Characteristic Guidance: Non-linear Correction for Diffusion Model at Large Guidance Scale
Candi Zheng, Yuan Lan
TL;DR
This work addresses non-linear deviations that arise in diffusion model guidance at large scales by introducing characteristic guidance (CH), a training-free correction grounded in the method of characteristics to enforce FP-consistent dynamics. CH constructs a nonlinear denoising function from two base networks with a nonlinear input perturbation and a fixed-point correction, leveraging a harmonic ansatz to enable analytic relationships and zero mixing error in the infinitesimal-step limit. The authors validate CH theoretically on Gaussian toy models and empirically across magnet phase transitions, CIFAR-10, ImageNet-256, and Stable Diffusion, showing improved semantic control, reduced color/exposure artifacts, and better sampling diversity, often with little or no loss in standard quality metrics. The approach is compatible with a wide range of samplers and data types, suggesting a practical path to robust high-guidance diffusion that preserves detail and alignment with conditional prompts in real-world applications.
Abstract
Popular guidance for denoising diffusion probabilistic model (DDPM) linearly combines distinct conditional models together to provide enhanced control over samples. However, this approach overlooks nonlinear effects that become significant when guidance scale is large.

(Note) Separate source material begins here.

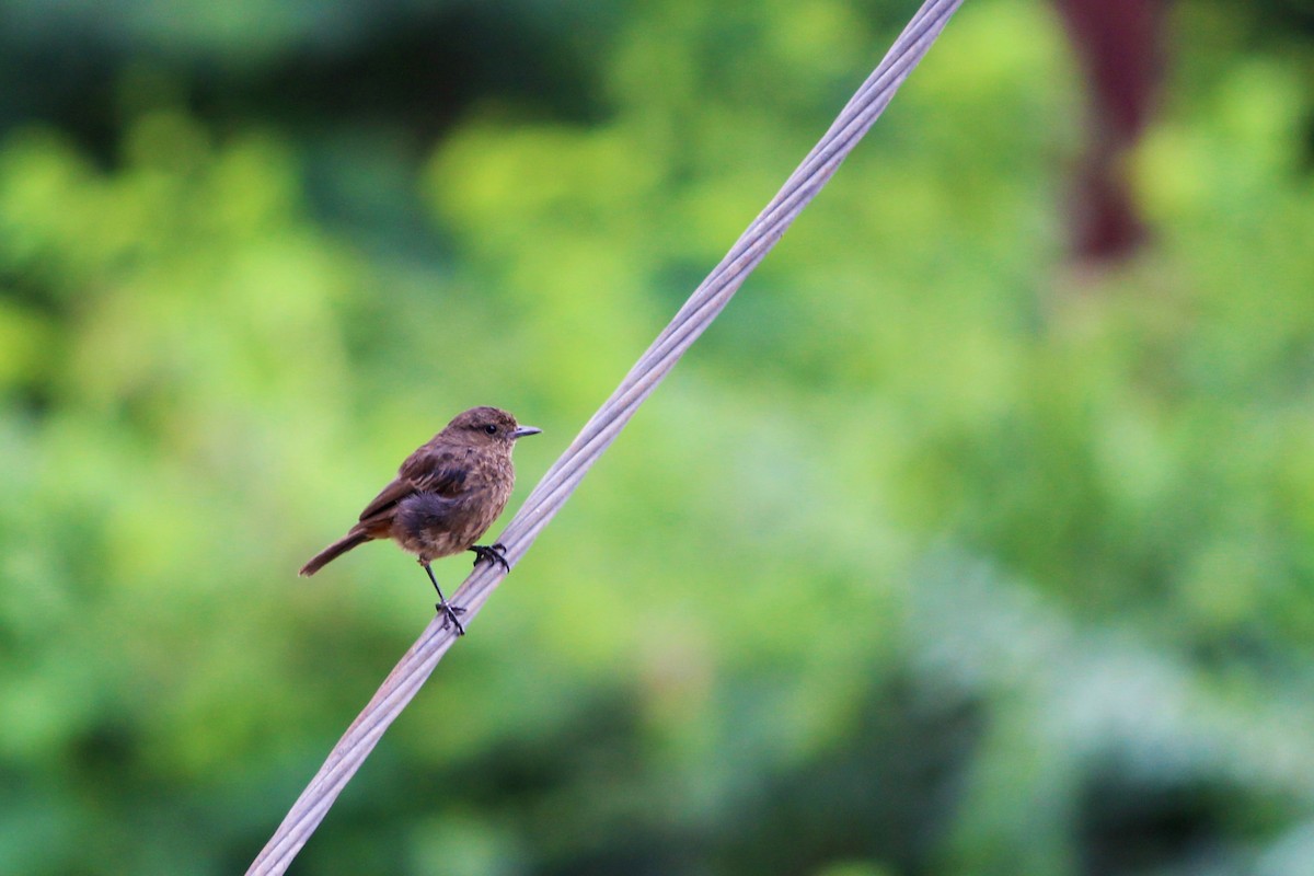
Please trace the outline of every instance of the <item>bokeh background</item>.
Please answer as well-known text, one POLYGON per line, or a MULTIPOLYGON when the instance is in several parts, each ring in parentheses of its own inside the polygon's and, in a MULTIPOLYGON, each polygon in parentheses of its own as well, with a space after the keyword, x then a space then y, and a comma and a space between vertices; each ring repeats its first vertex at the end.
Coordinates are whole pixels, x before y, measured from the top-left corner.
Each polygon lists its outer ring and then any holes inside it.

To address this issue, we propose characteristic guidance, a guidance method that provides first-principle non-linear correction for classifier-free guidance. Such correction forces the guided DDPMs to respect the Fokker-Planck (FP) equation of diffusion process, in a way that is training-free and compatible with existing sampling methods. Experiments show that characteristic guidance enhances semantic characteristics of prompts and mitigate irregularities in image generation, proving effective in diverse applications ranging from simulating magnet phase transitions to latent space sampling.